- Film poster
- Directed by: Ali Atshani
- Written by: Sam Khoze Tarek Zohdy Mehdi Alimirzaee
- Story by: Ali Atshani
- Produced by: Ali Atshani Edwin Avaness Sam Khoze Jack Sheehan
- Starring: Taylor Cole Reza Sixo Safai Jay Abdo Tom Berenger Val Kilmer Denise Richards
- Cinematography: Naeem Seirafi
- Edited by: Sam Khoze Phil Norden
- Music by: Ramin Kousha
- Distributed by: Uncork'd Entertainment
- Release date: December 3, 2019;
- Running time: 79 minutes
- Countries: United States Iran
- Language: English

= 1st Born =

1st Born is a 2019 comedy film directed by Ali Atshani and starring Taylor Cole, Reza Sixo Safai, Jay Abdo, Tom Berenger, Val Kilmer, and Denise Richards.

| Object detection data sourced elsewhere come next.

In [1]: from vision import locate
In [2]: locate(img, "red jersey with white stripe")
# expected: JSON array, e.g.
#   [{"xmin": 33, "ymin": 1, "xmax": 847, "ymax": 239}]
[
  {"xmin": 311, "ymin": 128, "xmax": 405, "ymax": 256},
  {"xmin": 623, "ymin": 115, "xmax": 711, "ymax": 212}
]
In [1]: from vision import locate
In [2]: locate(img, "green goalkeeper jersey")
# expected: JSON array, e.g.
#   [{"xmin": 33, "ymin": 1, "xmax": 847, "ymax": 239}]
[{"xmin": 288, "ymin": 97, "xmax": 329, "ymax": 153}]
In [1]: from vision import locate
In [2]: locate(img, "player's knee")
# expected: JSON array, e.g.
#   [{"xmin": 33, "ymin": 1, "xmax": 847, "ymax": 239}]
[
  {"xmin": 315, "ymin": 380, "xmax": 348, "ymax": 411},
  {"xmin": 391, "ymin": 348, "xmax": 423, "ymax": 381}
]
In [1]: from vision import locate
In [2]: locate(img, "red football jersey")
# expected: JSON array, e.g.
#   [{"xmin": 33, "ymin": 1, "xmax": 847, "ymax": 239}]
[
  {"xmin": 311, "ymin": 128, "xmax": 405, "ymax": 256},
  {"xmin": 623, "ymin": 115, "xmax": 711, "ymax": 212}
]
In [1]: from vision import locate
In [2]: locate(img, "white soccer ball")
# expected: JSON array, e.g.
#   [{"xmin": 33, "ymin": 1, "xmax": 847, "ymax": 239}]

It is the first time Iran and the United States have collaborated on a film.

==Cast==
- Taylor Cole as Kate
- Reza Sixo Safai as Ben
- Jay Abdo as Hamid
- Tom Berenger as Tucker Jefferson
- Val Kilmer as Biden
- Robert Knepper as Joe
- Denise Richards as Christine
- Dominique Swain as Ingrid
- William Baldwin as Saul

==Reception==
Renee Schonfeld of Common Sense Media awarded the film one star out of five.